Another useful feature is the sentiment analysis tool, which pinpoints positive and negative mentions. This way you can identify micro-influencers that already like your brand or market niche.

Brand24 costs $49/month, but why won’t you try our 14-day trial? No need to share your card yet.

Try Brand24 media monitoring tool for free and find micro-influencers in your market niche.

Awario

Awario is a very similar tool to Brand24. It’s a little bit cheaper ($39/month), but at the same time it can be considered more basic.

Screenshot of Awario dashboard.

If you want to learn more about the differences, we prepared a longer text on Brand24 as an Awario alternative.

Upfluence

All-in-one influencer marketing platform Upfluence allows you to find and connect with influencers around the world.

This tool is useful in terms of managing your influencer marketing campaign, because it has a built-in payment system for affiliates. It also features automated outreach system, way to maintain contact with influencers, and means to calculate campaigns ROI.

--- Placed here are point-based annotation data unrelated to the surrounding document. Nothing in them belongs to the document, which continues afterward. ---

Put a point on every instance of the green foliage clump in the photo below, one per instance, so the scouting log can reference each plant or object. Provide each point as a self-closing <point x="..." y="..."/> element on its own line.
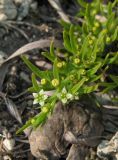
<point x="79" y="67"/>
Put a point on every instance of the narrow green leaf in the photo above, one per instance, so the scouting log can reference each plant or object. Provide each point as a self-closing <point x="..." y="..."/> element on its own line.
<point x="78" y="85"/>
<point x="94" y="69"/>
<point x="28" y="123"/>
<point x="89" y="89"/>
<point x="34" y="69"/>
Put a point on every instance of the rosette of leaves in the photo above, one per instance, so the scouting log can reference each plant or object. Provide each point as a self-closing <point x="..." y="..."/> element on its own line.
<point x="78" y="67"/>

Upfluence offers three pricing models (Growth, Scale, Enterprise), but unfortunately doesn’t share the costs online. They are calculated individually.

Read more: Looking for the right influencers can be difficult and time-consuming. That’s why we prepared a longer article on how to find influencers.

Micro-influencer marketing: pros and cons

Let’s quickly sum up the micro-influencer campaign idea.

Advantages

  • The ability to reach a specific target audience.
  • Relatively cheaper than working with celebrities.
  • Possible high engagement rate.
  • Possibility to engage in stronger relationships with brand ambassadors.

Disadvantages

  • Relatively low traffic in terms of volume.
  • Limited audience.
  • Harder to find than macro-influencers.

As you can see there are some advantages as well as a few downsides, as usual. Micro-influencing can boost your digital marketing campaigns, but the ultimate decision is up to you.

That’s a wrap

Now you know who micro-influencers are, what tools you can use to find influencers, and what are the pros and cons while working with micros. You know that both big brands and small businesses can benefit from influencer marketing.

Here are some key points you should take from this article:

  1. Micro-influencers are people with small follower numbers (10k-50k for Instagram).
  2. Micro-influencers tend to generate small, but quality engagement on their posts.
  3. There are no fixed prices for working with micros. Everything boils down to your budget and personalized rates.
  4. There are simple and advanced tools to find influencers.

The question is – are you ready to increase brand awareness with personalized content prepared by influencers?